Ivanhoe entered into a $10.0 million unsecured loan agreement on December 30, 2011 with Ivanhoe Capital Finance Ltd. (“ICFL”), a company wholly owned by Mr. Friedland. The funds were advanced to the Company on January 3, 2012. Interest on the loan is 13.33% per annum, calculated monthly and due upon maturity. On March 14, 2012, the ICFL loan agreement was amended to provide that at ICFL’s option, the outstanding amount of the loan may be converted into common shares of the Company at Cdn$0.96 per share.
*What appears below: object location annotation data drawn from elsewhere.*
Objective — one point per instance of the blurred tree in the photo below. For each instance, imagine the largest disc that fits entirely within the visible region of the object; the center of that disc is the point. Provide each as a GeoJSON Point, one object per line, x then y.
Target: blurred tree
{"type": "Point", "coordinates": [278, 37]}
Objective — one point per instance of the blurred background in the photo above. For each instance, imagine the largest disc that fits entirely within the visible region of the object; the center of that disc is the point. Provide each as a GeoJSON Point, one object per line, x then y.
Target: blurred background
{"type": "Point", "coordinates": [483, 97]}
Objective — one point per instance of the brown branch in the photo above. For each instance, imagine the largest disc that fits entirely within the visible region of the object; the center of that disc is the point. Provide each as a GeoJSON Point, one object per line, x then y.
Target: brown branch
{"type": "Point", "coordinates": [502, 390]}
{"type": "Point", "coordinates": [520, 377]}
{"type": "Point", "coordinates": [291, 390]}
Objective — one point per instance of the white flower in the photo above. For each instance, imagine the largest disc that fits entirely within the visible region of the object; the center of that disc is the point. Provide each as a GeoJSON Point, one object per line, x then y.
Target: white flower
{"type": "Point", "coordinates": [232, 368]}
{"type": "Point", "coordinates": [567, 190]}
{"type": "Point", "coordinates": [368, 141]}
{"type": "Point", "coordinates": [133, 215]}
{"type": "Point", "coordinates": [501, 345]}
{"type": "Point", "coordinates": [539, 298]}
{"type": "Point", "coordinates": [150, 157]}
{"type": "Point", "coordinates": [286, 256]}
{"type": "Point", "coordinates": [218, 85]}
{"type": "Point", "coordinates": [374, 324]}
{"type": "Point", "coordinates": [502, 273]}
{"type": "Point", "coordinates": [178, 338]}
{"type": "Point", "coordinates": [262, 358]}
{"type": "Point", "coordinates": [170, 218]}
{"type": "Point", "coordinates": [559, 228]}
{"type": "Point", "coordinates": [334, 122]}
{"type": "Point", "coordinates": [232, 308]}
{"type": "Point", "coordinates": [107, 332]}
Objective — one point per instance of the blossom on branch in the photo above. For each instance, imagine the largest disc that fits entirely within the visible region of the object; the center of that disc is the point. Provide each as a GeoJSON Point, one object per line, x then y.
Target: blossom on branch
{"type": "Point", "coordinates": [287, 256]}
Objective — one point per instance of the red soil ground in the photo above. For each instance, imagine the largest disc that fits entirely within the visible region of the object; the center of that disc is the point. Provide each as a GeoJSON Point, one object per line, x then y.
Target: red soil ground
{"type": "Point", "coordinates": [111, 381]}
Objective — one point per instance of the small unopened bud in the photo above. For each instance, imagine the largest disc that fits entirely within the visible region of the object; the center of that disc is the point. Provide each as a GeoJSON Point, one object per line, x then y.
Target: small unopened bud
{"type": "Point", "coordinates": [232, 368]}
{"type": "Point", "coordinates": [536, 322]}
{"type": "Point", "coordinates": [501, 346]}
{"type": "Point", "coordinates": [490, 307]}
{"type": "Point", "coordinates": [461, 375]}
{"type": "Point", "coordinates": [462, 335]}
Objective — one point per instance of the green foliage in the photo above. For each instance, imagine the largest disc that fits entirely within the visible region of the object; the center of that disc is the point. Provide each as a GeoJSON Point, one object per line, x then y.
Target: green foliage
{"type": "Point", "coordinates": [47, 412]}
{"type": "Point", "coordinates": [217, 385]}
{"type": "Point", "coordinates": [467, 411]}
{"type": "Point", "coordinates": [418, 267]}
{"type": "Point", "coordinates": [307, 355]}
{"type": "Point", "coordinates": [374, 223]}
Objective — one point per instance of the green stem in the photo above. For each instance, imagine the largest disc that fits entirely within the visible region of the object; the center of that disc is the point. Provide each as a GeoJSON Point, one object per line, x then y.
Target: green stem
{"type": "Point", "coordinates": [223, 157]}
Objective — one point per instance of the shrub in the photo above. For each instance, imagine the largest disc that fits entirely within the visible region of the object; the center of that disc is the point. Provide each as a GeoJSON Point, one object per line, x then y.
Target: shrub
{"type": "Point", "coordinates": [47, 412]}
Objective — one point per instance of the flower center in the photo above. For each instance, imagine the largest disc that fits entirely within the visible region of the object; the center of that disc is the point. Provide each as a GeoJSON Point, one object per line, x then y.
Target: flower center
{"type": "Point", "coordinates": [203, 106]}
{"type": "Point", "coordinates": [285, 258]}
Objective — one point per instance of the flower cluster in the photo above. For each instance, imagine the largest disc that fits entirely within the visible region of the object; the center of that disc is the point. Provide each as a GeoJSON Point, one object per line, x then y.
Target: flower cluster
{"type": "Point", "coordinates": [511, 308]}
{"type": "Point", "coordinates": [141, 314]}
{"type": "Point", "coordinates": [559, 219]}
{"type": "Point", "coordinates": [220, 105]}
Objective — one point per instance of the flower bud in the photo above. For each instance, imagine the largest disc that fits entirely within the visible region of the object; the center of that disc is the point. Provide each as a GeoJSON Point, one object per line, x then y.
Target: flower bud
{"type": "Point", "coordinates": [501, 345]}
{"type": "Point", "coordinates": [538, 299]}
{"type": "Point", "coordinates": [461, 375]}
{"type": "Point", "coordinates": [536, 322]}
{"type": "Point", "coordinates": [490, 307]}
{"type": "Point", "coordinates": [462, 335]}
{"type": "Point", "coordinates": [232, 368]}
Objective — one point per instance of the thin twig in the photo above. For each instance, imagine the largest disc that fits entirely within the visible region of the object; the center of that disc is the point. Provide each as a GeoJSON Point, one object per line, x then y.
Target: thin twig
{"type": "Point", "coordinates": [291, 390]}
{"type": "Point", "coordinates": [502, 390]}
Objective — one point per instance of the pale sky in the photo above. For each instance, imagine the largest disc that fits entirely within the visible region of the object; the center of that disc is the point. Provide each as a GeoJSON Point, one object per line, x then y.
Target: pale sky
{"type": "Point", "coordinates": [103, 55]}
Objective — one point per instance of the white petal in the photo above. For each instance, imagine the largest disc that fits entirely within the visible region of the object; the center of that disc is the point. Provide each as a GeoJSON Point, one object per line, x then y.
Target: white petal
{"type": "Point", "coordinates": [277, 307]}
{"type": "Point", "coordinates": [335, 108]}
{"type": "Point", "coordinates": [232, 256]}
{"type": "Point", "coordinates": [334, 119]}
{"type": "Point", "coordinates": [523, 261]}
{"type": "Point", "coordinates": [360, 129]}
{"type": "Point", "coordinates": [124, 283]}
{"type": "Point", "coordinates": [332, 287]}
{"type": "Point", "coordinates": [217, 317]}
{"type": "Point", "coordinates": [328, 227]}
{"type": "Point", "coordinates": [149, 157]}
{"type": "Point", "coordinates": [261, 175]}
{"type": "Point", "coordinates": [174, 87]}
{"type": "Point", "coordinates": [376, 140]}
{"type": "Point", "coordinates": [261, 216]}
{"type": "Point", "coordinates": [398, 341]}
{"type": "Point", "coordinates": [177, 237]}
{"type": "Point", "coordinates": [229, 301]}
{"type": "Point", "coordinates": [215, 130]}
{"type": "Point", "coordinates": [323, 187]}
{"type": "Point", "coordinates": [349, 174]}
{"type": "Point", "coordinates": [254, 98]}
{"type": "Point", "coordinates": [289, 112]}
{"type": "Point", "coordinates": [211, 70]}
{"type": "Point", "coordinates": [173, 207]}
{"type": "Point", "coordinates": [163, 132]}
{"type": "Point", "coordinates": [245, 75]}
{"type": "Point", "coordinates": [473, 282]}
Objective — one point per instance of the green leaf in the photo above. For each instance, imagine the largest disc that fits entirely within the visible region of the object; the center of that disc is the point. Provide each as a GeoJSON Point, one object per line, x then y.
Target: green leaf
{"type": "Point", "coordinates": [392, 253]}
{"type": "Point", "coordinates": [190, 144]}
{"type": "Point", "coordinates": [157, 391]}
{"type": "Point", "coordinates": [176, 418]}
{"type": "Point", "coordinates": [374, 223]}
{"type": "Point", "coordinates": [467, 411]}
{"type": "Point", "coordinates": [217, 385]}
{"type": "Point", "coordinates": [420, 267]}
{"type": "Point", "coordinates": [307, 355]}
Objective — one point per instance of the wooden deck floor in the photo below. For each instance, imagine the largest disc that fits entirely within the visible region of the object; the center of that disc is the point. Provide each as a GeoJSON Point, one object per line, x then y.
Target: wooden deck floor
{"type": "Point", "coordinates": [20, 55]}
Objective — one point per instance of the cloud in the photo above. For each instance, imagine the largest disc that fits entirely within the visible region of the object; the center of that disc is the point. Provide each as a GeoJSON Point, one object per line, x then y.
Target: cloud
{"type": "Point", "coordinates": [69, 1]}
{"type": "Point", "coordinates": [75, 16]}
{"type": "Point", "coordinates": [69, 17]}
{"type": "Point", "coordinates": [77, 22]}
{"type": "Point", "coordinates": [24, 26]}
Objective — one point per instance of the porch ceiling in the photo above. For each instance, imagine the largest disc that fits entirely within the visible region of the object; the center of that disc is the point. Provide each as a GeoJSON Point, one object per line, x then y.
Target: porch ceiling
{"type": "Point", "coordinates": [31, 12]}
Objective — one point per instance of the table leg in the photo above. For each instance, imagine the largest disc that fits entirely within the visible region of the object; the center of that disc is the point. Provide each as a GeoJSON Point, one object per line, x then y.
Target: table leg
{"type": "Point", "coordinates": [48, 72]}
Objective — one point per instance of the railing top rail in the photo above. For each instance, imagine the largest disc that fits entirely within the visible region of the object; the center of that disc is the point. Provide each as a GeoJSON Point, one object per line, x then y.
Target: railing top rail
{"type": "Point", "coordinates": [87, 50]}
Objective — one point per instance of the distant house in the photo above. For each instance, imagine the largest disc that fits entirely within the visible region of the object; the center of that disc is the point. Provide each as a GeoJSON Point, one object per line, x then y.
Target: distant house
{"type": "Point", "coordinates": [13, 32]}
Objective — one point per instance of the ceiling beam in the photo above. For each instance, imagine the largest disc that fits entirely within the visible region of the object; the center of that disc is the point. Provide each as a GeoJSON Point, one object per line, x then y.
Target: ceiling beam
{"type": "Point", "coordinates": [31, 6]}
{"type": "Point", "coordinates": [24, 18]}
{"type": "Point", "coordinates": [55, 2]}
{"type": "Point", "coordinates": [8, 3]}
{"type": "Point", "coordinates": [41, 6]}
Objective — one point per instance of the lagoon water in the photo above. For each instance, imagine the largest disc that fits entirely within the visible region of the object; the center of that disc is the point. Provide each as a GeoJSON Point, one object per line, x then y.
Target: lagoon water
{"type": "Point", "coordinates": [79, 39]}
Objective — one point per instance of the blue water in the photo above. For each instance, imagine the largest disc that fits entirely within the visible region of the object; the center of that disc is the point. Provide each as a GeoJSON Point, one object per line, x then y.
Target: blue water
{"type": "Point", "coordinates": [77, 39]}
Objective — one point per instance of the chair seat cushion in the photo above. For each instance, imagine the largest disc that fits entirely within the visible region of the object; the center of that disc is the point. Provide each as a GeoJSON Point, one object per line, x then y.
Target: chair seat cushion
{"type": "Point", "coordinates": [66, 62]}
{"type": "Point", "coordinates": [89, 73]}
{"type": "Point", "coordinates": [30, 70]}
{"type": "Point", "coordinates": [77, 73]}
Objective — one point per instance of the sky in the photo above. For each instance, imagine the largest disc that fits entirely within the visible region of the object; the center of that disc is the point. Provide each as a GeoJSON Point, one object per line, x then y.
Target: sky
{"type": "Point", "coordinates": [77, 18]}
Our Board of Directors recognizes that related party transactions present a heightened risk of conflicts of interest and therefore has a written policy that is part of our Code of Business Conduct and Ethics. This policy prohibits activities that could give rise to conflicts of interest, unless they are specifically approved by the Board of Directors. Directors and officers are obligated to inform us of any related party transactions and any proposed related party transactions. In addition, we present a summary of related party transactions to the Audit Committee on a quarterly basis for its review and approval.
DIRECTOR INDEPENDENCE
We undertook a review of the independence of our directors and, using the definitions and independence standards for directors established under NASDAQ and CSA’s National Instrument 58-101, “Disclosure of Corporate Governance Practices.” As a result of this review, we determined that each of Messrs. Abboud, Balloch, Downey, Graham and Pirraglia is considered to be an independent director.
In considering the nature of the services provided by Deloitte & Touche LLP (“Deloitte”), the Audit Committee determined that such services are compatible with the provision of independent audit services. The Audit Committee discussed these services with Deloitte and our management to determine that they were permitted in accordance with the rules and regulations concerning auditor independence under the Rules of Professional Conduct of the Institute of Chartered Accountants of Alberta, the rules and standards of the Public Company Accounting Oversight Board and the securities laws and regulations administered by the SEC. In accordance with our policy, all of the services outlined below were pre-approved by our Audit Committee.
(US$000s)
|
|
2011
|
|
|
2010
|
|
Audit fees
|
|
|
599 |
|
|
|
535 |
|
Audit related fees
|
|
|
92 |
|
|
|
89 |
|
Tax fees
|
|
|
141 |
|
|
|
217 |
|
Other fees
|
|
|
104 |
|
|
|
236 |
|
|
|
|
936 |
|
|
|
1,077 |
|
Audit fees in 2011 and 2010 include services related to the audit of our annual consolidated financial statements and the review of our interim consolidated financial statements. Fees were also incurred in 2011 and 2010 for the audit of internal controls related to requirements under the United States Sarbanes-Oxley Act of 2002 and similar Canadian regulatory compliance.
Audit related fees include services performed to translate the annual and quarterly consolidated financial statements into French as well as the reimbursement of the pro-rata share of annual fees charged to each audit firm by the Canadian Public Accountability Board.
Tax services performed by Deloitte, outside of normal audit procedures, consisted of tax compliance and tax planning and advice. Tax compliance services consisted of federal, state and local income tax return assistance, preparation of
expatriate tax returns and assistance with tax return filings in certain foreign jurisdictions. Tax planning and advice was rendered in connection with the structuring of intercompany transactions as well as proposed mergers, acquisitions and disposals.
Other fees in 2011 and 2010 relate to services provided in connection with the issuance of the Convertible Debentures and in connection with a common share prospectus respectively. Both 2011 and 2010 include fees related to services provided in support for the Company’s transition to IFRS on January 1, 2011, and for a subscription to an accounting research tool and human capital salary information.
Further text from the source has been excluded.